La question posée au départ revient donc : quelles actions ? On observe un clivage au sein des participants au débat engagés en politique, dont certains pensent que la politique ne peut pas tout, en particulier au sein de la famille. Il serait donc normal que les associations jouent un rôle primordial dans ce domaine. Cependant, cet argument est remis en cause par le fait que les pouvoirs publics luttent déjà avec beaucoup de soin pour les droits de l'enfant ou les droits des femmes au sein des familles.

De plus, on observe une réticence à l'action des associations elle-mêmes. Les campagnes ministérielles, à l'image de la campagne d'affichage de juin dernier qui n'a pas eu lieu dans toutes les universités, ne sont pas toujours relayées. Au sein des administrations, beaucoup de réticences subsistent ; on les observe également dans les collèges et les lycées qui refusent souvent l'accès aux associations, accusées de prosélytisme.

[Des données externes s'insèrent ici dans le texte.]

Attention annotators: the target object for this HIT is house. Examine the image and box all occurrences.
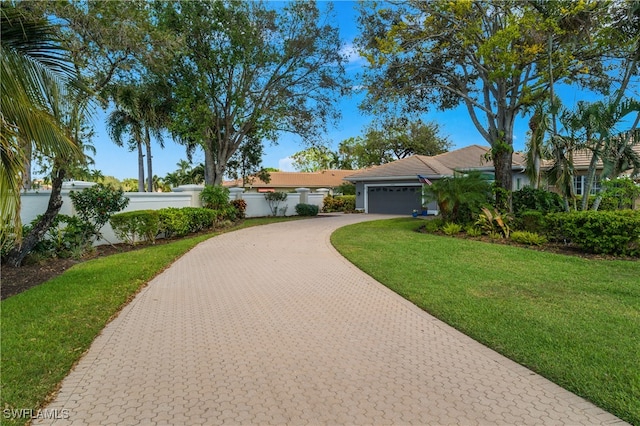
[541,143,640,195]
[224,170,355,194]
[345,145,529,214]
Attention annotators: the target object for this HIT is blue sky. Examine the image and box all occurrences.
[84,1,604,179]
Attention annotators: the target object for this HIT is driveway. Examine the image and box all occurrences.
[34,215,623,425]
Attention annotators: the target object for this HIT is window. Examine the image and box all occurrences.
[573,176,601,195]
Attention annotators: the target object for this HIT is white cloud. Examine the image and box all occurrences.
[278,157,296,172]
[340,43,364,64]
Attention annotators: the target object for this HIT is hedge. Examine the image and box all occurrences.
[296,203,319,216]
[545,210,640,256]
[322,195,356,213]
[109,210,160,245]
[109,207,220,244]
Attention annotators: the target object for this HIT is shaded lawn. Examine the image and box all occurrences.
[331,218,640,424]
[0,217,298,424]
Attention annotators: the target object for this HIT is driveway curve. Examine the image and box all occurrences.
[34,215,623,425]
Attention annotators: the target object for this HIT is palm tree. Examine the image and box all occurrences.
[525,102,551,189]
[423,171,491,223]
[107,83,171,192]
[107,86,144,192]
[0,2,82,253]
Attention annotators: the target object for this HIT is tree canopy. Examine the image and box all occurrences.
[358,0,636,208]
[157,1,346,184]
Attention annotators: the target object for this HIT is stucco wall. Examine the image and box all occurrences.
[20,182,326,245]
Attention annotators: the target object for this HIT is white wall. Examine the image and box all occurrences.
[20,182,326,245]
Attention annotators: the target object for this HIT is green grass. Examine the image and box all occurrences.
[331,218,640,425]
[0,218,297,424]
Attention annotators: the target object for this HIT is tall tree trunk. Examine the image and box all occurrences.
[493,149,513,212]
[580,140,602,211]
[144,128,153,192]
[138,142,144,192]
[204,140,216,185]
[5,168,66,267]
[22,142,33,190]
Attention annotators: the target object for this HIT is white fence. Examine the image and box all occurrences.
[20,182,329,245]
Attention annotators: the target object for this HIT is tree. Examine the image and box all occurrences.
[156,1,346,184]
[0,2,82,266]
[338,118,451,169]
[358,0,622,210]
[423,171,491,223]
[107,82,171,192]
[227,138,271,188]
[291,145,339,172]
[107,87,145,192]
[2,0,171,266]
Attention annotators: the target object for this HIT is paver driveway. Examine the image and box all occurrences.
[36,215,622,425]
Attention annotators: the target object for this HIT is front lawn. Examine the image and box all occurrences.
[331,218,640,424]
[0,217,298,424]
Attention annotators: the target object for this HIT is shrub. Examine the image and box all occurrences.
[322,195,356,213]
[515,210,545,233]
[599,177,640,210]
[158,207,193,238]
[264,192,287,216]
[422,218,444,234]
[511,231,547,246]
[42,214,92,259]
[465,225,482,237]
[109,210,160,245]
[200,185,229,210]
[231,200,247,220]
[181,207,218,232]
[423,171,491,223]
[442,222,462,235]
[69,184,129,241]
[476,207,512,238]
[335,182,356,195]
[337,195,356,212]
[546,210,640,256]
[296,203,319,216]
[322,195,344,213]
[512,186,564,216]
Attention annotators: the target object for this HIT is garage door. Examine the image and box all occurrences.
[367,186,422,215]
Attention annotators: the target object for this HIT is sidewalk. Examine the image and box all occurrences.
[34,215,624,425]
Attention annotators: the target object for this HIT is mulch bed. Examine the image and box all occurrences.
[0,230,211,300]
[0,225,638,300]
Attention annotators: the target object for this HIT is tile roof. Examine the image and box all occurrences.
[541,144,640,170]
[224,170,356,188]
[347,145,525,181]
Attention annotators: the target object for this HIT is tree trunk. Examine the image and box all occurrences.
[581,141,602,211]
[493,149,513,212]
[22,142,33,190]
[204,141,216,185]
[5,169,66,267]
[145,128,153,192]
[138,143,144,192]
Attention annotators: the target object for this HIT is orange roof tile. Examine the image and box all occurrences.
[347,145,525,181]
[224,170,355,188]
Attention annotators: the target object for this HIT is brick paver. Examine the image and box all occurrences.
[34,215,623,425]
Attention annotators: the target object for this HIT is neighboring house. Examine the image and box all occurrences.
[345,145,529,214]
[224,170,356,194]
[541,144,640,195]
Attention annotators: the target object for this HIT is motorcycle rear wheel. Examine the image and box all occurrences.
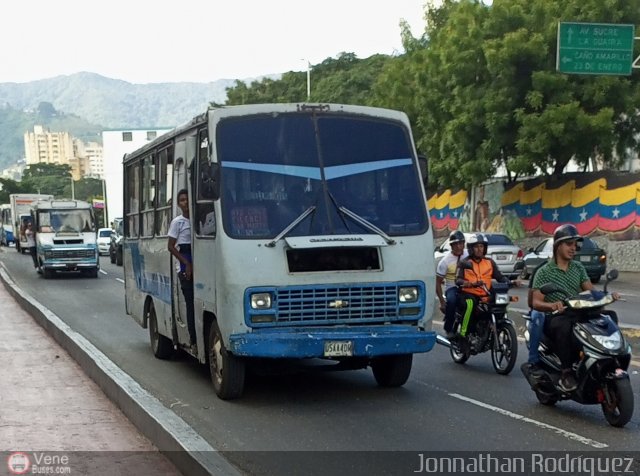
[491,322,518,375]
[602,378,634,428]
[535,391,558,407]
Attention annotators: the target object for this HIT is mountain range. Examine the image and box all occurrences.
[0,72,258,170]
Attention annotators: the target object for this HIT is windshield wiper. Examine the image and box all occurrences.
[265,205,316,248]
[338,206,396,245]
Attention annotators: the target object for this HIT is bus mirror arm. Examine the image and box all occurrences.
[265,205,316,248]
[338,207,396,245]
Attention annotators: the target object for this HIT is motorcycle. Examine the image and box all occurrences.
[522,270,634,427]
[436,282,518,375]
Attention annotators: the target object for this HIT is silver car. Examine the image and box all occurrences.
[434,233,524,277]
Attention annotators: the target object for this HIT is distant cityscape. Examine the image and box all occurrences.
[0,125,170,223]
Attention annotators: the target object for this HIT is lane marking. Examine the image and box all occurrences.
[449,393,609,448]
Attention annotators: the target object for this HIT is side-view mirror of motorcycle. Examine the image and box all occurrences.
[540,283,562,296]
[604,269,618,293]
[460,261,473,269]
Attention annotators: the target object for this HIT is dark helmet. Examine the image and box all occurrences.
[553,224,584,254]
[467,233,489,256]
[449,230,465,245]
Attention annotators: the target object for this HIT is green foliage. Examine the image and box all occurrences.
[226,53,390,105]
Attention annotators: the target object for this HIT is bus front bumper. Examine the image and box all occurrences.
[229,325,436,359]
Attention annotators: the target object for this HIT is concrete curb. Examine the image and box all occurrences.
[0,266,242,476]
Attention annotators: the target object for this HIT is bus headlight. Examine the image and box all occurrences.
[251,293,272,309]
[398,286,419,303]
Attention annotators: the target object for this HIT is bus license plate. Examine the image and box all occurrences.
[324,340,353,357]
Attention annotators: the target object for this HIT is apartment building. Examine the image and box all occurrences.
[24,125,102,180]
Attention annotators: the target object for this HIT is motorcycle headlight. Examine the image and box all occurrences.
[591,331,622,350]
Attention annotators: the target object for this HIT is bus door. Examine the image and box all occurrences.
[169,140,191,343]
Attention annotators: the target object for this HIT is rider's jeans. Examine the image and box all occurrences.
[529,309,545,364]
[444,286,458,332]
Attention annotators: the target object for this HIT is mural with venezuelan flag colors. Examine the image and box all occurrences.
[428,171,640,241]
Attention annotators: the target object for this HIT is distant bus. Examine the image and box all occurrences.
[9,193,53,253]
[0,203,14,246]
[123,104,435,399]
[32,200,100,278]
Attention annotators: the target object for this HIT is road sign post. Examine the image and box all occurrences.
[556,22,635,75]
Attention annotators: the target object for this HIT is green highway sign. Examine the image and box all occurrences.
[556,22,634,75]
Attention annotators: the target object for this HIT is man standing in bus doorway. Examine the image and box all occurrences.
[24,221,38,269]
[167,189,196,352]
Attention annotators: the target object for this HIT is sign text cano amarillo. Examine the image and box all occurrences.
[556,22,635,75]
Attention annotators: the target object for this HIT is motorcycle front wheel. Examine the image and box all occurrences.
[449,340,471,364]
[602,378,633,428]
[491,322,518,375]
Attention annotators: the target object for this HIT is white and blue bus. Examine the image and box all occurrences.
[0,203,14,246]
[123,104,435,399]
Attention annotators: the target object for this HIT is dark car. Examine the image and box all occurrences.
[109,218,124,266]
[520,238,607,283]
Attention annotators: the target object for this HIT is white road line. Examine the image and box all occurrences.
[449,393,609,448]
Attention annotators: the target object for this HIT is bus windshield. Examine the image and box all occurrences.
[37,210,95,233]
[216,113,428,238]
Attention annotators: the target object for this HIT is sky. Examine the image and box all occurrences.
[0,0,427,83]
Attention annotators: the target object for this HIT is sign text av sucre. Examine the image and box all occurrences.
[556,22,635,75]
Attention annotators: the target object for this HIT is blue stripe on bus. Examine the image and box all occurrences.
[222,158,412,180]
[128,243,171,304]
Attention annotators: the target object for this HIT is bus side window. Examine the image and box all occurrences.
[196,203,216,236]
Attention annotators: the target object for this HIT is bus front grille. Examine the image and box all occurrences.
[275,285,398,324]
[44,249,96,259]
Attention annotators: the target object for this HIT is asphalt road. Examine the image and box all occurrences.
[0,248,640,474]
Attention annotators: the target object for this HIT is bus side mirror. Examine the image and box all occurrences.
[198,162,220,200]
[418,155,429,192]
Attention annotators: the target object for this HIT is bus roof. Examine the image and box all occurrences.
[33,199,91,210]
[122,103,409,163]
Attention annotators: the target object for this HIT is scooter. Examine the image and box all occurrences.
[522,269,634,427]
[436,282,518,375]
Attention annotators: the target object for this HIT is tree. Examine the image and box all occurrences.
[226,53,390,105]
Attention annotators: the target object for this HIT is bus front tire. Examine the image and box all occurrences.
[207,321,245,400]
[147,304,173,360]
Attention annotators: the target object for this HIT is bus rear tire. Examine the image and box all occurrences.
[371,354,413,387]
[147,304,173,360]
[207,321,245,400]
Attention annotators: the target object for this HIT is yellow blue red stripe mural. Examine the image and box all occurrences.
[428,171,640,240]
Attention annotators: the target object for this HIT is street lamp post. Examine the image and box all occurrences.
[307,61,311,101]
[300,58,311,101]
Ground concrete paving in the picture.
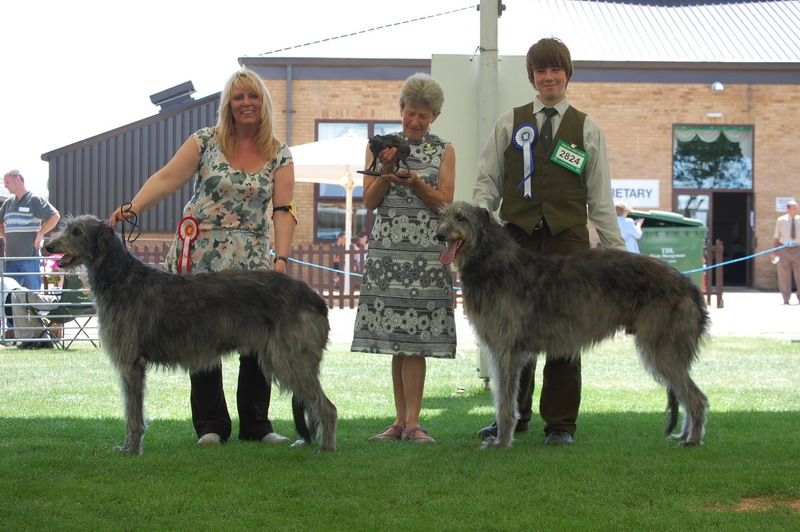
[330,290,800,344]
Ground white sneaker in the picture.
[197,432,222,445]
[261,432,292,443]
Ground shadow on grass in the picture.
[0,408,800,454]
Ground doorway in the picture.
[673,189,755,287]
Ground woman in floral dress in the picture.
[109,69,296,444]
[351,74,456,443]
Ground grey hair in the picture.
[400,72,444,117]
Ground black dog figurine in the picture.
[359,135,411,177]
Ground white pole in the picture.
[476,0,503,390]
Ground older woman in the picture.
[351,74,456,443]
[109,69,295,444]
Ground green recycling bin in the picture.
[629,210,708,288]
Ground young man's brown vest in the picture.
[500,104,587,235]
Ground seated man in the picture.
[11,287,58,349]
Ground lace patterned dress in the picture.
[351,133,456,358]
[164,127,292,273]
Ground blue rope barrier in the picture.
[271,242,793,290]
[681,242,792,275]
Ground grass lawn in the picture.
[0,337,800,531]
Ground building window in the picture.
[672,126,753,190]
[315,120,402,241]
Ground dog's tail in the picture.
[292,395,317,445]
[664,388,679,436]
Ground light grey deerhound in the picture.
[437,202,709,447]
[46,216,336,454]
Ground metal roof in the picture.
[255,0,800,63]
[528,0,800,63]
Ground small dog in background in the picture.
[367,135,411,177]
[45,216,337,454]
[436,202,709,447]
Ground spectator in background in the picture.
[772,200,800,305]
[331,231,347,288]
[0,170,61,290]
[614,201,644,253]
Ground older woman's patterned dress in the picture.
[164,127,292,273]
[351,133,456,358]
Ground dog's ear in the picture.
[87,218,117,259]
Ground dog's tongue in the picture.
[439,240,461,266]
[58,253,73,268]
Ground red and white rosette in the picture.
[178,216,200,273]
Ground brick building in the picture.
[43,1,800,290]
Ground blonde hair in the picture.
[217,68,281,160]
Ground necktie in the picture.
[542,107,558,151]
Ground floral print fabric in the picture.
[165,127,292,273]
[351,133,456,358]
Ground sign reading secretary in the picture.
[611,179,660,209]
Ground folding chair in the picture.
[40,274,99,349]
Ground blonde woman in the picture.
[109,69,296,445]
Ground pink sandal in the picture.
[402,427,436,443]
[367,425,403,441]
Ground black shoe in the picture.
[478,420,528,440]
[544,430,573,445]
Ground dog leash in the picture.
[119,201,142,244]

Les familles et les jeunes eux-mêmes font souvent preuve de réticence, comme nous le montre alors Éric, qui est instituteur. La question cruciale à laquelle est liée notre débat est donc la question de la place des familles, et notamment des parents d'élèves, dans la prise de décision des collèges et lycée en la matière. Ce sont souvent les parents qui font obstacle à l'éducation et la sensibilisation contre l'homophobie, en particulier dans certains quartiers, tout comme ils font obstacle à la présence d'une éducation à la sexualité. L'administration est donc d'autant plus frileuse sur ce point, malgré les déclarations de principes des circulaires.

Éric nous raconte sa propre expérience d'enseignant. Dans le cadre de « l'Instruction civique et morale », il amène ses classes de primaire à réfléchir à la question du respect : sur quels sujets peut-on manquer au respect ? Les discriminations sont régulièrement citées, mais Éric s'est aperçu que la question de l'homosexualité était toujours la plus difficile, ce qui montre que le tabou subsiste. Pour les jeunes, c'est même un problème de vocabulaire qui se pose, puisqu'ils ne connaissent souvent pas le mot « homosexuel ». L'école, pour Éric, n'est donc ni pour ni contre : elle est frileuse.

Les débats ont donc montré que les pouvoirs publics avaient besoin :

  • de prendre conscience du problème qu'est l'homophobie
  • de courage politique pour revaloriser la lutte contre l'homophobie dans le système scolaire et pour lutter contre les conservatismes
  • de mettre fin au laxisme qui subsiste vis-à-vis de cette question, comparé aux autres discriminations

Le Mouvement Démocrate Sciences Po remercie en tout cas tous les invités, les Jeunes Démocrates du 77, et les militants de Plug n'Play qui ont su, à défaut d'obtenir des engagements concrets, faire œuvre de sensibilisation parmi les participants au débat eux-mêmes.